Questo maglione è fatto di capelli. Perché quella di Zsofia Kollar è un ottima idea

La designer ungherese ha pensato di creare una linea di abbigliamento riciclando gli scarti dei parrucchieri e trasformandoli in filati ecosostenibili che abbattono costi e inquinamento. D'altronde "la spazzatura è solo materia prima nel posto sbagliato", proprio come recita l'etichetta dei capi.

Originale, creativa e sostenibile, è questa l’idea della designer ungherese, Zsofia Kollar, ossia creare una linea di abbigliamento con fibre organiche ottenute dai capelli. E se solo il pensiero di indossare un maglione fatto in questo modo vi fa impressione, continuate a leggere e capirete che non c’è niente di sgradevole, anzi.

Partiamo dalla materia prima: ogni anno solo nel continente europeo vengono tagliati capelli per un peso pari a circa 72 milioni di kg, si legge su Repubblica, tutti scarti che finiscono dritti in discarica. L’idea rivoluzionaria di Zsofia Koller si propone di raccogliere quello che finora finiva nella spazzatura indifferenziata, ossia i capelli umani, per creare dei tessuti.

“Trash is just raw material in the wrong place” (la spazzatura è solo materia prima nel posto sbagliato), proprio come recita l’etichetta di uno dei primi prototipi realizzati da Koller per il suo brand che ha chiamato Human Material Loop. Il primo modello del maglione ecosostenibile si chiama Dutch Blonde, ed è composto al 100% da capelli umani riciclati.

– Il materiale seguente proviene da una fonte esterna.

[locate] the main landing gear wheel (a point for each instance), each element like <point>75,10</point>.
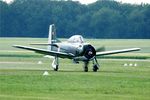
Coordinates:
<point>95,68</point>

Il filato, attualmente prodotto da un’azienda italiana, è “un materiale a km0, biodegradabile, cruelty-free che può cambiare il modo in cui ogni individuo contribuisce a un futuro più sostenibile. – spiega la designer a Repubblica – L’utilizzo di questa fibra, al posto di quella di derivazione animale, ridurrebbe la domanda di cotone e di fibre sintetiche e offrirebbe diverse soluzioni consapevoli, non solo applicabili alla moda, ma interessanti anche per l’interior design”.

E, se è pur vero che i tessuti naturali sono riciclabili, la lavorazione e la coltivazione del cotone ad esempio utilizza un numero incredibile di sostanze tossiche e chimiche. I capelli di scarto, invece, non necessitano di trattamento particolari, “hanno un rapporto resistenza peso simile all’acciaio, hanno una quantità di cheratina simile alla lana e possono essere stressati e allungati fino al 70% della loro iniziale dimensione senza spezzarsi”, spiega Zsofia.

Come si legge nel sito dell’azienda, l’idea è di creare un sistema locale applicabile poi a livello globale: i capelli tagliati che non possono essere donati per fare parrucche, vengono raccolti facilmente dai parrucchieri della zona e trasformati in filati sostenibili in laboratori locali, annullando praticamente i costi, anche a livello di inquinamento, del trasporto.

D’altronde l’utilizzo dei capelli non è cosa nuova: dalle parrucche, ai pennelli, fino alle tecniche per assorbire i materiali oleosi e inquinanti riversati in mare, come il petrolio, e poi ancora per fertilizzare il terreno o dall’industria farmaceutica e cosmetica per estrarre la cheratina.